Değiştirilen maddelerin içerikleri şöyle: “22 nci maddesinin birinci fıkrasının (h) (d) bendinde düzenlenen zorunlu altyapı projeleri haricinde, kamu yararı kararı bulunan zorunlu altyapı projelerine, hazırlanacak Ekosistem Değerlendirme Raporu doğrultusunda, ekosistem bütünlüğünü telafi edici tedbirlerin alınması şartıyla Bakanlıkça izin verilebilir.” eklendi. Diğer madde değişikliği işletme ve işlettirme konusunda.

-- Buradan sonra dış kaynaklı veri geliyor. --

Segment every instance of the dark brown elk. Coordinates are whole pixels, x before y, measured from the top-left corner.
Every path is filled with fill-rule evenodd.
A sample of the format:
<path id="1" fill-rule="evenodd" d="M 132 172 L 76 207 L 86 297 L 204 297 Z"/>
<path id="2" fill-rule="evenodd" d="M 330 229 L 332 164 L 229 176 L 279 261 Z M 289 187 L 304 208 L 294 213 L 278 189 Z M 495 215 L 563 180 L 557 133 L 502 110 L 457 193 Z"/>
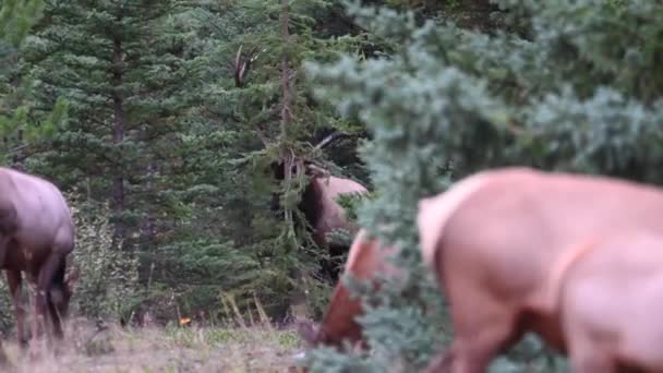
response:
<path id="1" fill-rule="evenodd" d="M 358 280 L 371 280 L 378 273 L 398 276 L 398 268 L 387 261 L 387 256 L 395 252 L 394 248 L 382 245 L 377 239 L 369 240 L 366 236 L 363 229 L 357 233 L 350 246 L 345 274 L 350 274 Z M 365 347 L 361 325 L 355 321 L 362 313 L 361 300 L 351 294 L 342 280 L 339 280 L 317 328 L 309 322 L 301 323 L 299 334 L 311 346 L 341 347 L 342 341 L 347 340 Z"/>
<path id="2" fill-rule="evenodd" d="M 286 178 L 285 169 L 287 166 L 285 164 L 282 160 L 272 164 L 276 180 L 284 180 Z M 328 250 L 332 263 L 324 266 L 324 272 L 333 281 L 336 281 L 340 269 L 334 263 L 336 262 L 334 258 L 347 253 L 349 245 L 330 242 L 327 239 L 327 234 L 335 230 L 343 229 L 353 237 L 359 227 L 348 221 L 343 208 L 335 200 L 342 194 L 363 194 L 367 190 L 353 180 L 332 176 L 321 167 L 304 161 L 301 158 L 292 159 L 289 165 L 291 175 L 297 175 L 300 172 L 299 168 L 302 168 L 310 178 L 297 207 L 302 212 L 306 227 L 315 244 Z M 280 208 L 278 194 L 273 195 L 272 208 L 274 210 Z"/>
<path id="3" fill-rule="evenodd" d="M 67 255 L 73 248 L 74 222 L 60 190 L 39 177 L 0 167 L 0 267 L 7 272 L 22 346 L 27 339 L 21 273 L 36 289 L 33 336 L 50 320 L 52 329 L 46 325 L 47 335 L 62 338 L 76 276 L 64 278 Z"/>
<path id="4" fill-rule="evenodd" d="M 663 233 L 663 192 L 607 177 L 505 168 L 419 203 L 424 262 L 450 302 L 454 340 L 429 372 L 484 372 L 525 332 L 566 351 L 546 284 L 578 242 L 617 230 Z"/>
<path id="5" fill-rule="evenodd" d="M 575 373 L 663 372 L 663 234 L 618 231 L 578 242 L 553 267 L 550 306 Z"/>

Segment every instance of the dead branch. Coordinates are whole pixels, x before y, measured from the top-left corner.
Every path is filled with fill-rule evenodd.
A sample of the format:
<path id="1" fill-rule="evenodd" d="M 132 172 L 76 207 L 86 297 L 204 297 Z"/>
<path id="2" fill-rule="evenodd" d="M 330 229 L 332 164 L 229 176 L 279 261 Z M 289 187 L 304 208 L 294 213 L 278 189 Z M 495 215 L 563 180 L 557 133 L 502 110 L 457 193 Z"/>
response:
<path id="1" fill-rule="evenodd" d="M 323 148 L 329 146 L 329 144 L 332 144 L 333 142 L 343 139 L 343 137 L 347 139 L 347 137 L 350 137 L 350 135 L 345 132 L 334 132 L 330 135 L 328 135 L 327 137 L 323 139 L 320 143 L 317 143 L 317 145 L 315 145 L 314 148 L 316 151 L 323 149 Z"/>

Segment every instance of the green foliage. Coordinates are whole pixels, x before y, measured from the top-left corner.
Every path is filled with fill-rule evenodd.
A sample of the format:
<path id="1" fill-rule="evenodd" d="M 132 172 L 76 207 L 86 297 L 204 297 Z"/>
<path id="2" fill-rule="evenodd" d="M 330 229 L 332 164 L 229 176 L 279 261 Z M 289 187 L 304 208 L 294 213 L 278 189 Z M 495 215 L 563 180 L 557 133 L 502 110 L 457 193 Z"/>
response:
<path id="1" fill-rule="evenodd" d="M 14 47 L 21 45 L 44 9 L 43 0 L 2 0 L 0 2 L 0 39 Z"/>
<path id="2" fill-rule="evenodd" d="M 107 205 L 91 204 L 75 194 L 68 200 L 76 225 L 76 246 L 69 262 L 80 270 L 72 311 L 91 317 L 126 316 L 138 296 L 137 258 L 112 249 Z"/>
<path id="3" fill-rule="evenodd" d="M 414 225 L 418 201 L 443 191 L 448 177 L 520 164 L 663 181 L 663 80 L 655 68 L 663 57 L 663 9 L 649 1 L 501 5 L 527 26 L 527 39 L 460 29 L 445 17 L 419 24 L 412 13 L 348 2 L 348 12 L 394 52 L 309 65 L 317 97 L 345 118 L 359 118 L 373 135 L 362 157 L 375 197 L 359 218 L 401 249 L 395 261 L 407 272 L 405 281 L 379 293 L 352 286 L 369 306 L 360 322 L 373 354 L 316 351 L 311 366 L 324 361 L 340 371 L 363 361 L 365 370 L 409 371 L 448 342 L 439 333 L 447 325 L 444 302 L 421 267 Z M 556 360 L 547 357 L 519 346 L 493 369 L 523 361 L 552 369 Z"/>

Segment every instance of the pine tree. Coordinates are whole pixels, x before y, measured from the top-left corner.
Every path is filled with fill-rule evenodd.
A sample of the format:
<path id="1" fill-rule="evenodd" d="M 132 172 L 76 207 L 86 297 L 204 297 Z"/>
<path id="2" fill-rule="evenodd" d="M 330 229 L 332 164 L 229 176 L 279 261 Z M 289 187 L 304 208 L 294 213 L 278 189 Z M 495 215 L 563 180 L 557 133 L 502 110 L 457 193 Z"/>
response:
<path id="1" fill-rule="evenodd" d="M 51 108 L 61 96 L 71 109 L 68 131 L 35 167 L 84 186 L 89 197 L 109 196 L 118 244 L 148 213 L 145 205 L 159 205 L 155 175 L 180 124 L 174 116 L 186 105 L 180 92 L 188 65 L 166 19 L 173 7 L 169 0 L 52 3 L 45 9 L 48 24 L 26 45 L 35 101 Z"/>
<path id="2" fill-rule="evenodd" d="M 501 7 L 518 33 L 489 35 L 445 17 L 422 24 L 411 13 L 348 3 L 360 25 L 390 40 L 394 51 L 366 61 L 347 56 L 309 71 L 320 97 L 343 117 L 359 117 L 373 134 L 362 154 L 376 197 L 359 218 L 401 248 L 395 260 L 409 276 L 378 294 L 363 293 L 369 312 L 360 322 L 372 354 L 323 349 L 310 364 L 314 371 L 410 371 L 450 337 L 439 333 L 444 300 L 420 267 L 419 198 L 443 191 L 449 178 L 514 164 L 663 181 L 656 69 L 663 8 L 505 0 Z M 493 369 L 513 371 L 522 362 L 530 371 L 559 369 L 542 354 L 550 357 L 538 339 L 526 339 Z"/>

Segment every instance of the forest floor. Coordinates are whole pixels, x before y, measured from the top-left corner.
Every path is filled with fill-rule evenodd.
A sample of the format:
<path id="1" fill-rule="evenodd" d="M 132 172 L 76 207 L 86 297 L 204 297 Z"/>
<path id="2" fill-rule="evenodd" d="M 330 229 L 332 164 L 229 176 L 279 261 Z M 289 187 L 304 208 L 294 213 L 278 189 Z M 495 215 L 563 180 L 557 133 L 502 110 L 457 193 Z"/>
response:
<path id="1" fill-rule="evenodd" d="M 303 348 L 292 329 L 108 326 L 100 332 L 88 322 L 68 329 L 56 354 L 39 347 L 22 352 L 14 340 L 4 341 L 10 365 L 1 371 L 301 372 L 296 356 Z"/>

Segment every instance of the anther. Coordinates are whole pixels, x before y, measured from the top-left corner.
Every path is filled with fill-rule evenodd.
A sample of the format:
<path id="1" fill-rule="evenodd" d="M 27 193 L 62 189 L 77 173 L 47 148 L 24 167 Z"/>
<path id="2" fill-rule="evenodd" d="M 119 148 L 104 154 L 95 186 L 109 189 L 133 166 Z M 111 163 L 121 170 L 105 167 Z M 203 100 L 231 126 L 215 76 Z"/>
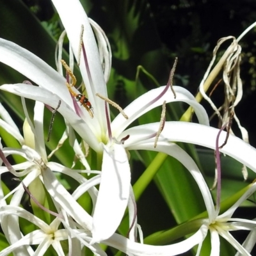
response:
<path id="1" fill-rule="evenodd" d="M 50 126 L 49 127 L 49 131 L 48 131 L 48 136 L 47 136 L 47 142 L 49 142 L 49 141 L 50 140 L 50 136 L 51 136 L 51 134 L 52 130 L 53 122 L 54 121 L 54 118 L 55 118 L 55 116 L 56 116 L 57 110 L 59 109 L 61 103 L 61 100 L 60 100 L 59 103 L 58 104 L 57 108 L 54 108 L 52 110 L 52 118 L 51 118 Z"/>
<path id="2" fill-rule="evenodd" d="M 174 99 L 176 99 L 176 93 L 174 91 L 173 86 L 173 76 L 174 72 L 175 72 L 175 68 L 177 66 L 177 63 L 178 62 L 178 58 L 176 57 L 175 60 L 174 61 L 173 66 L 171 69 L 171 72 L 170 72 L 170 77 L 168 83 L 170 83 L 170 87 L 172 90 L 172 93 L 173 93 Z"/>
<path id="3" fill-rule="evenodd" d="M 96 93 L 96 96 L 98 96 L 99 97 L 100 97 L 101 99 L 105 100 L 106 102 L 110 104 L 110 105 L 112 105 L 114 108 L 116 108 L 117 109 L 119 110 L 119 112 L 123 115 L 123 116 L 125 118 L 125 119 L 128 119 L 128 116 L 124 112 L 123 109 L 116 102 L 114 102 L 113 101 L 112 101 L 111 100 L 109 100 L 109 99 L 106 98 L 102 95 L 100 95 L 99 93 Z"/>
<path id="4" fill-rule="evenodd" d="M 156 146 L 157 145 L 158 138 L 159 138 L 161 132 L 162 132 L 162 131 L 163 130 L 163 129 L 164 127 L 165 113 L 166 113 L 166 101 L 164 100 L 163 104 L 163 110 L 162 110 L 162 113 L 161 115 L 159 128 L 159 129 L 157 131 L 157 132 L 156 133 L 156 138 L 155 138 L 155 143 L 154 144 L 154 148 L 156 147 Z"/>
<path id="5" fill-rule="evenodd" d="M 77 56 L 77 65 L 78 65 L 78 66 L 80 65 L 81 52 L 82 51 L 83 35 L 83 34 L 84 34 L 84 26 L 82 25 L 81 28 L 79 45 L 78 47 L 78 56 Z"/>

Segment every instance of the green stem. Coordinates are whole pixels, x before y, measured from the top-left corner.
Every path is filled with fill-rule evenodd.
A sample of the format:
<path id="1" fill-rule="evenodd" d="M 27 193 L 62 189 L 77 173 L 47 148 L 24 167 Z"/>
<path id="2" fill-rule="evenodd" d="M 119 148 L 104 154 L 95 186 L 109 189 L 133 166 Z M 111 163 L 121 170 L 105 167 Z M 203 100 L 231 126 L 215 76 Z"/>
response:
<path id="1" fill-rule="evenodd" d="M 168 155 L 166 154 L 161 152 L 158 153 L 141 176 L 138 179 L 134 185 L 133 185 L 133 191 L 136 201 L 140 198 L 142 193 L 160 169 L 160 167 L 167 158 L 167 156 Z"/>

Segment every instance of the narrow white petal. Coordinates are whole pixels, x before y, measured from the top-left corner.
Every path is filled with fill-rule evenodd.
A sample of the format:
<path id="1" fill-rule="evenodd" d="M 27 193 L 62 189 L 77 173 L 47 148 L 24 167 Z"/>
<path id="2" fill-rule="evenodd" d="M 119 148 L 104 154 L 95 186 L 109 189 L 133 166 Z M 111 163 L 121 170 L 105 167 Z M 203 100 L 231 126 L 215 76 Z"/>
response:
<path id="1" fill-rule="evenodd" d="M 144 109 L 143 107 L 147 103 L 156 99 L 163 92 L 164 88 L 164 86 L 161 86 L 151 90 L 137 98 L 125 108 L 124 111 L 129 118 L 125 120 L 122 114 L 119 114 L 115 118 L 111 124 L 113 135 L 116 138 L 118 136 L 120 132 L 124 131 L 133 121 L 150 110 L 163 105 L 164 100 L 166 100 L 167 103 L 175 101 L 182 101 L 188 103 L 194 108 L 199 123 L 209 125 L 209 118 L 205 109 L 196 101 L 194 96 L 189 92 L 180 86 L 173 86 L 173 90 L 176 93 L 176 99 L 174 99 L 173 92 L 169 89 L 161 99 Z"/>
<path id="2" fill-rule="evenodd" d="M 132 136 L 136 138 L 136 140 L 131 140 L 133 144 L 136 143 L 136 140 L 140 140 L 142 131 L 146 136 L 158 131 L 159 125 L 159 123 L 154 123 L 132 127 L 124 132 L 120 137 L 124 138 L 127 134 L 132 134 Z M 186 142 L 215 149 L 216 140 L 219 131 L 218 129 L 198 124 L 166 122 L 159 141 Z M 226 136 L 227 132 L 222 131 L 220 136 L 219 145 L 225 141 Z M 125 147 L 129 147 L 131 145 L 130 139 L 131 137 L 125 141 Z M 220 151 L 231 156 L 256 172 L 256 149 L 239 138 L 230 134 L 227 143 Z"/>
<path id="3" fill-rule="evenodd" d="M 255 220 L 256 220 L 255 219 Z M 256 243 L 256 229 L 250 232 L 246 239 L 243 243 L 243 246 L 249 252 L 251 252 Z M 241 256 L 242 254 L 237 252 L 235 256 Z"/>
<path id="4" fill-rule="evenodd" d="M 34 256 L 44 256 L 45 255 L 44 253 L 52 242 L 53 240 L 49 239 L 49 236 L 45 237 L 45 239 L 42 241 L 42 242 L 37 247 L 36 250 L 35 252 Z"/>
<path id="5" fill-rule="evenodd" d="M 20 132 L 18 127 L 17 126 L 15 122 L 13 120 L 9 112 L 3 107 L 3 106 L 0 103 L 0 113 L 1 118 L 8 124 L 13 129 L 16 130 L 17 132 Z"/>
<path id="6" fill-rule="evenodd" d="M 42 171 L 44 185 L 49 193 L 76 221 L 85 229 L 92 230 L 92 218 L 59 182 L 52 172 L 46 168 Z"/>
<path id="7" fill-rule="evenodd" d="M 108 239 L 118 227 L 127 206 L 130 184 L 130 166 L 123 145 L 104 145 L 91 244 Z"/>
<path id="8" fill-rule="evenodd" d="M 86 143 L 95 151 L 100 150 L 100 146 L 95 134 L 93 133 L 93 118 L 88 116 L 88 121 L 85 122 L 74 112 L 72 107 L 66 104 L 61 98 L 56 94 L 38 86 L 32 86 L 26 84 L 3 84 L 0 89 L 10 92 L 12 93 L 34 100 L 38 100 L 52 108 L 56 108 L 60 100 L 61 100 L 58 111 L 66 118 L 77 133 L 86 141 Z M 70 97 L 69 100 L 71 100 Z M 95 122 L 97 120 L 95 120 Z M 88 126 L 90 125 L 90 126 Z"/>
<path id="9" fill-rule="evenodd" d="M 251 256 L 251 255 L 231 235 L 231 234 L 226 230 L 221 228 L 218 229 L 218 232 L 220 236 L 225 239 L 235 249 L 240 252 L 243 256 Z"/>
<path id="10" fill-rule="evenodd" d="M 20 132 L 16 130 L 15 127 L 13 127 L 12 125 L 7 124 L 2 119 L 0 119 L 0 127 L 3 128 L 7 132 L 13 136 L 20 143 L 20 145 L 23 145 L 24 143 L 24 138 L 20 134 Z"/>
<path id="11" fill-rule="evenodd" d="M 98 47 L 86 13 L 79 0 L 52 0 L 52 1 L 67 31 L 73 52 L 77 60 L 79 55 L 81 26 L 83 25 L 84 26 L 83 40 L 86 52 L 93 84 L 91 84 L 88 78 L 83 52 L 81 55 L 79 68 L 86 88 L 86 92 L 89 100 L 93 105 L 95 116 L 99 119 L 102 118 L 102 120 L 100 120 L 100 122 L 101 125 L 104 125 L 104 128 L 106 129 L 104 102 L 96 97 L 95 94 L 99 93 L 103 96 L 107 97 L 106 86 L 100 64 Z M 73 15 L 70 15 L 70 10 L 72 10 L 72 13 L 76 13 L 76 19 L 74 19 Z"/>
<path id="12" fill-rule="evenodd" d="M 210 227 L 211 232 L 211 255 L 210 256 L 218 256 L 220 255 L 220 237 L 218 232 Z"/>
<path id="13" fill-rule="evenodd" d="M 172 256 L 188 252 L 193 246 L 204 241 L 208 231 L 206 225 L 200 228 L 191 237 L 176 244 L 164 246 L 143 244 L 132 242 L 117 234 L 104 241 L 104 243 L 124 252 L 129 256 Z"/>
<path id="14" fill-rule="evenodd" d="M 47 163 L 47 156 L 44 138 L 44 103 L 36 100 L 34 108 L 35 150 L 40 155 L 43 161 Z"/>
<path id="15" fill-rule="evenodd" d="M 40 86 L 59 95 L 65 101 L 70 99 L 63 77 L 40 58 L 12 42 L 0 38 L 0 61 Z"/>
<path id="16" fill-rule="evenodd" d="M 12 244 L 0 252 L 0 256 L 8 255 L 15 249 L 19 249 L 18 252 L 15 255 L 29 255 L 28 252 L 22 252 L 22 248 L 24 248 L 24 245 L 27 244 L 38 244 L 49 235 L 43 232 L 42 230 L 35 230 L 32 232 L 28 234 L 20 240 L 17 241 L 15 243 Z M 21 252 L 21 253 L 20 253 Z"/>
<path id="17" fill-rule="evenodd" d="M 249 198 L 256 191 L 256 182 L 253 182 L 249 185 L 250 188 L 242 195 L 242 196 L 227 211 L 217 217 L 217 220 L 228 219 L 231 218 L 235 211 L 240 206 L 240 205 Z"/>
<path id="18" fill-rule="evenodd" d="M 3 207 L 1 207 L 1 216 L 7 216 L 8 214 L 18 216 L 19 217 L 26 219 L 29 222 L 35 224 L 36 226 L 38 227 L 40 229 L 42 229 L 45 232 L 48 232 L 51 230 L 49 226 L 46 224 L 44 221 L 39 219 L 36 216 L 32 214 L 32 213 L 19 206 L 3 206 Z M 12 223 L 9 223 L 10 226 L 12 226 Z"/>
<path id="19" fill-rule="evenodd" d="M 54 248 L 55 251 L 57 252 L 58 256 L 65 256 L 64 253 L 63 249 L 61 247 L 59 241 L 54 239 L 52 243 L 52 247 Z"/>

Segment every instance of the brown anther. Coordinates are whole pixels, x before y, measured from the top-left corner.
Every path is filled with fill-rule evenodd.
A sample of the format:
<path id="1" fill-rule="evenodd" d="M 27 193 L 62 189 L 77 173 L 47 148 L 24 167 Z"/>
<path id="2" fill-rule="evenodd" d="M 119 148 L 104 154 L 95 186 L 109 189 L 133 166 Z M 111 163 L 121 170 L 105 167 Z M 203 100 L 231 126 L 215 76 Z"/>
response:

“Madde 2 – Aynı Yönetmeliğe 39 uncu maddeden sonra gelmek üzere aşağıdaki madde eklenmiştir. Değişiklik 39/a – (1)maddesinde yapıldı. Sulak alanlarda, Bakanlığa tahsis edilen yerlerde koruma, yönetim, işletme, tanıtım, sportif, eğlenme, dinlenme ve benzeri hizmetler için gerekli altyapı, üstyapı ve diğer tesisler Genel Müdürlükçe yapılır veya yaptırılır.”
Değişikliğe ilişkin
TMMOB Ziraat Mühendisleri Odası Yönetim Kurulu Başkanı Baki Remzi Suiçmez, “Tarım ve Orman Bakanlığı’nın görevi; eğlenme- dinlenme için altyapı-üstyapı projeleri yapmak, yaptırmak, işletmek ve kiraya verme yetkisi almak değil, sulak alanlarımızı özelliklerine uygun koşulsuz korumak olmalıdır” değerlendirmesinde bulundu.
İşin aslı
Herkese saygıyla davranılması gerekir. Herkes kelimesi elbette üretici köylüyü de kapsar. Hatta üreten çiftçiler toplumun karnını doyurduğu ve sırtını giydirdiği için saygı duyulması gereken kesimlerin ilk sırasında yer alır, almalı! Aynı zamanda herkesin haysiyetli (saygı duyulan) bir yaşam sürmesi için ihtiyacı olan herşeye erişiminin olması zorunludur. En azından 40 yıldan bu yana hükümetler tarafından belirlenip uygulanan neoliberal politikalarla toplumsal yarar öncelenmedi küresel şirketler çıkarına ekonomik-politik bir dizayn yapıldı ve uygulandı ve uygulanmaya da devam ediliyor.
Evet. Gün, insan haysiyeti için dayanışma gösterme, dayanıklılık ekme günüdür.